According to Russian news agencies, the man was Saidly Shibzukhov, a veteran from WWII.
President Dmitry Medvedev ordered a federal investigation and a security boost without delay following the blast, a Kremlin spokesman told AFP. Arsen Kanokov, meanwhile, claims Islamist rebels were behind the attack.
“This is an attempt to destabilize the situation in Kabardino Balkaria and the North Caucasus. They will not be successful. Those who perpetrated this crime do not have the people’s support,” Kanokov said, quoted by Interfax.

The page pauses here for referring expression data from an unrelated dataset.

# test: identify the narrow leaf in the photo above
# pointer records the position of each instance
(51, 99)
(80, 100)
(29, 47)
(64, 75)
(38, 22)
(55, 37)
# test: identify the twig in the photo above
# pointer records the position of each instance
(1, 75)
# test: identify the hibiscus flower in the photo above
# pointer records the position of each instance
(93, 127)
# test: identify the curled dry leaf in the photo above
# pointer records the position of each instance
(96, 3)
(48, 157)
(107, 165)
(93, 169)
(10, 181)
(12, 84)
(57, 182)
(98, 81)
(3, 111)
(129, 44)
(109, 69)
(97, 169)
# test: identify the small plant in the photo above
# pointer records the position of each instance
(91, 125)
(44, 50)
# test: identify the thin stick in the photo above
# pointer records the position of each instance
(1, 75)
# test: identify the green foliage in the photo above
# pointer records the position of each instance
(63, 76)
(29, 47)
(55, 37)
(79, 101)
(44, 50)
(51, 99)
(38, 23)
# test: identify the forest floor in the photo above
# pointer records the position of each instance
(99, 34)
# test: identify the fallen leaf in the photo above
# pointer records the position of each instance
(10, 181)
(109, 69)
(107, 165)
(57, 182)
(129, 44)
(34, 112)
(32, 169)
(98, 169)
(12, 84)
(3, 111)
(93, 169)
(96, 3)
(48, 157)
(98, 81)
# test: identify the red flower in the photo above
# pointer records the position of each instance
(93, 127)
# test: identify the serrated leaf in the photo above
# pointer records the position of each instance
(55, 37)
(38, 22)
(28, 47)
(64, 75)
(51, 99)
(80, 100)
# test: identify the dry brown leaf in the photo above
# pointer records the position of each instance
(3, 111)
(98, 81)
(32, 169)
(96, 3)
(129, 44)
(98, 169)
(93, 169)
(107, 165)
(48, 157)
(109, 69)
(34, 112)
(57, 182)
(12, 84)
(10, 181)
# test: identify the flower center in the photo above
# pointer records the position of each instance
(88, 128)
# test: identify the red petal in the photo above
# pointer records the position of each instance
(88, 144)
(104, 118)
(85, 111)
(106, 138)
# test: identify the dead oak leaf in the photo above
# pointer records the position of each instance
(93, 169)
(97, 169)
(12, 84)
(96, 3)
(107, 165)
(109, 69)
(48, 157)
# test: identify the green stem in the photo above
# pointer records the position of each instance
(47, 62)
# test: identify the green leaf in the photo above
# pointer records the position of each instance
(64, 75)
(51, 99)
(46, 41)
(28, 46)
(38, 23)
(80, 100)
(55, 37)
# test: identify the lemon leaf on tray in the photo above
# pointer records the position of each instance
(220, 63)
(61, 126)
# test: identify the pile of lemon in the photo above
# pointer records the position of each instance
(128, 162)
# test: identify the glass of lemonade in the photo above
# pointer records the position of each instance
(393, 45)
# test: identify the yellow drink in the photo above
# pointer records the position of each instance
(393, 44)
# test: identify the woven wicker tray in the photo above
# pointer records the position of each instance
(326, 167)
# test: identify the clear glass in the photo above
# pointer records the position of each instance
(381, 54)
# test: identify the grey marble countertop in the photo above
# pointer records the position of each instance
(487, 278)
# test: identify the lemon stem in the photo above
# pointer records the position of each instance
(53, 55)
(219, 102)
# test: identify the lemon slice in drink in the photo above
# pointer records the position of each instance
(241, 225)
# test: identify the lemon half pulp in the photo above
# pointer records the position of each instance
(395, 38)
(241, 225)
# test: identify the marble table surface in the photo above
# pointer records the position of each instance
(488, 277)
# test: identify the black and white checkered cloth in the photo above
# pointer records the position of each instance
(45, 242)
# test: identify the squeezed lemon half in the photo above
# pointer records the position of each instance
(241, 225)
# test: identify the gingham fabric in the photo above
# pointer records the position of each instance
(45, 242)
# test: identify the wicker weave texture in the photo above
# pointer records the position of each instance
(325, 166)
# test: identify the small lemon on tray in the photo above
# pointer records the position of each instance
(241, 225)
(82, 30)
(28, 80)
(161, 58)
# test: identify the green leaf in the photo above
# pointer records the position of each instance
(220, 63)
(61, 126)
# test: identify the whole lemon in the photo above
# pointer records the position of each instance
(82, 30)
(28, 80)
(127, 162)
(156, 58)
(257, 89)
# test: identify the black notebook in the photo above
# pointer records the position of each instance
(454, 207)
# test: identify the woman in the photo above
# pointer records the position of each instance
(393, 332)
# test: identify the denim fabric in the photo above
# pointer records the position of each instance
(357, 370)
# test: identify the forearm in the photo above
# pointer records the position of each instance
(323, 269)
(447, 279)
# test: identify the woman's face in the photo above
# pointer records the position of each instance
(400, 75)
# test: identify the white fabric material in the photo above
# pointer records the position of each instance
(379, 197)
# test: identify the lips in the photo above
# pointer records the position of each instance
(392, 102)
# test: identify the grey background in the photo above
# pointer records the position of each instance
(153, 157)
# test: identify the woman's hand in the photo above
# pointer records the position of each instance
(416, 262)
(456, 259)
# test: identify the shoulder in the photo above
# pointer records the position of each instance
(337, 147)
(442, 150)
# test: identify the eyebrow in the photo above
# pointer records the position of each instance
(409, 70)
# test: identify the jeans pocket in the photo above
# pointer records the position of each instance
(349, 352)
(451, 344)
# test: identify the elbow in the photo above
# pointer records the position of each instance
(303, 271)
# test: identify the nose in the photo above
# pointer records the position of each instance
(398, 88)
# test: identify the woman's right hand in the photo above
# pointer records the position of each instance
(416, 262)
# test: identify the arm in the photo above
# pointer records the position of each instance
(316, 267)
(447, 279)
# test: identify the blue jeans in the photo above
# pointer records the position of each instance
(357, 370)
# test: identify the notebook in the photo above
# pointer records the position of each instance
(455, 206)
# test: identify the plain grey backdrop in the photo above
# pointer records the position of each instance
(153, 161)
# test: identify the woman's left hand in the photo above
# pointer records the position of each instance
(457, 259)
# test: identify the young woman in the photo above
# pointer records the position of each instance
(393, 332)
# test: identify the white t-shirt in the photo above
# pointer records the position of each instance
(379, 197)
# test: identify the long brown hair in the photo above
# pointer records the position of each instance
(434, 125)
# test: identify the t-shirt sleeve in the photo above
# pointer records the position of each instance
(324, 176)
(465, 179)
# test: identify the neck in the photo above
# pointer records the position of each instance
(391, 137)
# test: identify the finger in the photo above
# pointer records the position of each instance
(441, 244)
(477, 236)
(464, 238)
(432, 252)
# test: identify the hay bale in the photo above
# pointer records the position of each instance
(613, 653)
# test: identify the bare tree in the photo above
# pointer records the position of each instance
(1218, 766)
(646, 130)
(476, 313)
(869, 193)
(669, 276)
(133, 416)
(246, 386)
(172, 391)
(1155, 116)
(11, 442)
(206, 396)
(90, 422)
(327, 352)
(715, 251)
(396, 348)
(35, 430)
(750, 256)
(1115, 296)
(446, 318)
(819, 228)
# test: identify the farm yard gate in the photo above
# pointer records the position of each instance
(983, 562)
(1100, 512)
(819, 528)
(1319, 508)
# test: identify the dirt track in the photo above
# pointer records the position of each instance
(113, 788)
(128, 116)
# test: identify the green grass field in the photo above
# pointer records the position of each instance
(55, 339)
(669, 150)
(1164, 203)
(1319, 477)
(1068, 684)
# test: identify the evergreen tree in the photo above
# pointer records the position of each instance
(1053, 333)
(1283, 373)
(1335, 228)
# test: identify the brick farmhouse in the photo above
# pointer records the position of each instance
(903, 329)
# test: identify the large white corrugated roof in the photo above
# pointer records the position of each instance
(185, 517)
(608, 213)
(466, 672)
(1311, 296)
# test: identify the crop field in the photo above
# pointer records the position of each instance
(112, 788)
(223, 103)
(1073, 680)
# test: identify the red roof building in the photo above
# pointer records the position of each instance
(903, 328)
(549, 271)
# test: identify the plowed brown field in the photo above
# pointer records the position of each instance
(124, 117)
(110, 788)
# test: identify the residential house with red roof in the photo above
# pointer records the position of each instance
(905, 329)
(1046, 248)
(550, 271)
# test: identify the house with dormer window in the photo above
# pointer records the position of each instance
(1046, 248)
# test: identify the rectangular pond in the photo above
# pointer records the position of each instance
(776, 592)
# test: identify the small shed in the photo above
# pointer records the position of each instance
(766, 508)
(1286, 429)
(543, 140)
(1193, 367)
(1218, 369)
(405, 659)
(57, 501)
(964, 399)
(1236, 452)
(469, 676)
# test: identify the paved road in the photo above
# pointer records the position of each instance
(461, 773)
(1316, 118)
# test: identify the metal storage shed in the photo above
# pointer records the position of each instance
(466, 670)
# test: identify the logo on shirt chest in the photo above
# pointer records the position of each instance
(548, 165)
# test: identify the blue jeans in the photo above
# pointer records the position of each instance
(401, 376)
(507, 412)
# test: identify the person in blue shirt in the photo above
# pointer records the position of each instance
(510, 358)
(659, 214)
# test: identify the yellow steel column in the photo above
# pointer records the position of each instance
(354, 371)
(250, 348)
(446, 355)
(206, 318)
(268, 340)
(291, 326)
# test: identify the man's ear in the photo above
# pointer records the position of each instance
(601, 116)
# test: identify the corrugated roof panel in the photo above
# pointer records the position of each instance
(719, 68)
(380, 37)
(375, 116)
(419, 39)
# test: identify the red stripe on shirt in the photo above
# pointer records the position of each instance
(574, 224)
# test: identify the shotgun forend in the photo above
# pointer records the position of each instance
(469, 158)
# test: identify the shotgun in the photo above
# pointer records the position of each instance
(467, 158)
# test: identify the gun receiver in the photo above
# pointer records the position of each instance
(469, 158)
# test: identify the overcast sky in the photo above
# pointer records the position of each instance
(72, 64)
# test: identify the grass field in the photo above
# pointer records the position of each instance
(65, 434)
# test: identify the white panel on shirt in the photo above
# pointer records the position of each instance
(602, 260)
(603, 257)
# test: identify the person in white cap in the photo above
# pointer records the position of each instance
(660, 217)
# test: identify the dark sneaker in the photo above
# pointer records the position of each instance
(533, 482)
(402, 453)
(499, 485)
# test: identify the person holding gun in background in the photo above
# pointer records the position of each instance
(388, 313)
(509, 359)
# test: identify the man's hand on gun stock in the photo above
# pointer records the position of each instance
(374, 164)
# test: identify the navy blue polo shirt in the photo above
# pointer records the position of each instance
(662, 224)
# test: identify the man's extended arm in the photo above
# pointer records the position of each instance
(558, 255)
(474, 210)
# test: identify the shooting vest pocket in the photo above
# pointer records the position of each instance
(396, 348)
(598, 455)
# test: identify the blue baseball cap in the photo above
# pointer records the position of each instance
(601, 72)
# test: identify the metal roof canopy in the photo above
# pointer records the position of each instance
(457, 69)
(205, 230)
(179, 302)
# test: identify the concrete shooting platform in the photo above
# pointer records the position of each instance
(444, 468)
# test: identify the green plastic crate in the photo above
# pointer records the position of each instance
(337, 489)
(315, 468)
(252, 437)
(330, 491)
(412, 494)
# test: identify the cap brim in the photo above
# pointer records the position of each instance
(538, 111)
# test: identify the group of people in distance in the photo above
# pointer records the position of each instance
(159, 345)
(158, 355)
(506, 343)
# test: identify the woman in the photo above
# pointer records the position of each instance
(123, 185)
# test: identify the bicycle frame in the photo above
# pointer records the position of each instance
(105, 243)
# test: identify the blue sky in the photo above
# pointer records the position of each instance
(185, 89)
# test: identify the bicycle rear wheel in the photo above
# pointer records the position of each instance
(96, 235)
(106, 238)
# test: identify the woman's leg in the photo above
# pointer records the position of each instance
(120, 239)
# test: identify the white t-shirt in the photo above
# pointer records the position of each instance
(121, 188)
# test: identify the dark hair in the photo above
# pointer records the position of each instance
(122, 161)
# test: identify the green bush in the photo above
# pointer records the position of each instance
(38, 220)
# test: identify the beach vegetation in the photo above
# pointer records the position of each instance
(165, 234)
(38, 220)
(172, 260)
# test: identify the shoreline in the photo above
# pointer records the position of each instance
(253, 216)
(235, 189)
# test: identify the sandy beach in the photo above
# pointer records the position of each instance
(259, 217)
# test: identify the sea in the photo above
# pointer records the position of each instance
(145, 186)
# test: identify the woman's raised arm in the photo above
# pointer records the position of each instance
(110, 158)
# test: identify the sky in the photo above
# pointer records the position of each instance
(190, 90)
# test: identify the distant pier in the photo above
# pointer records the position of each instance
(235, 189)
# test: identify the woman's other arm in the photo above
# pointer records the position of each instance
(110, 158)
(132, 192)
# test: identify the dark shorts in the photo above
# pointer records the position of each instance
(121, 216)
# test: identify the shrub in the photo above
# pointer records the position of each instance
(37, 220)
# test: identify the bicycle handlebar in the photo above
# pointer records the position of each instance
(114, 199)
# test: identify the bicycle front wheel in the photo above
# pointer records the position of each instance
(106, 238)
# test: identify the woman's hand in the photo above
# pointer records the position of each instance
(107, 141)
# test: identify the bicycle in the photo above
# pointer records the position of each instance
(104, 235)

During the demonstration, tens of thousands of communists held up red flags and photographs of Russian wartime leader, Joseph Stalin, as they marched on May Day.
The parade was made up of mostly nationalists and trade union supporters of Prime Minister Vladimir Putin’s ruling party, who attracted a crowd of around 20, 000 people to their rally in the capital city Moscow.
A grand total of 1.7 million people nationwide were intended to participate in the demonstrations that had begun in Russia’s Pacific Coast port city of Vladivosto. Their plan was to head west to the Baltic Sea enclave of Kaliningrad.
The route of the May Day festivities is the International Worker’s Day celebrations under the Soviet Union. One of the main purposes of these rallies was the communists’ reminiscence of the Soviet victory over Nazi German, as May 9 marks the 65th anniversary of the end of World War II.
People are still marching for communism in Russia’s second city of Saint Petersburg, origin of the 1917 Bolshevik Revolution, displaying banners that read “Workers should not pay for the crisis” and “No to price hikes!”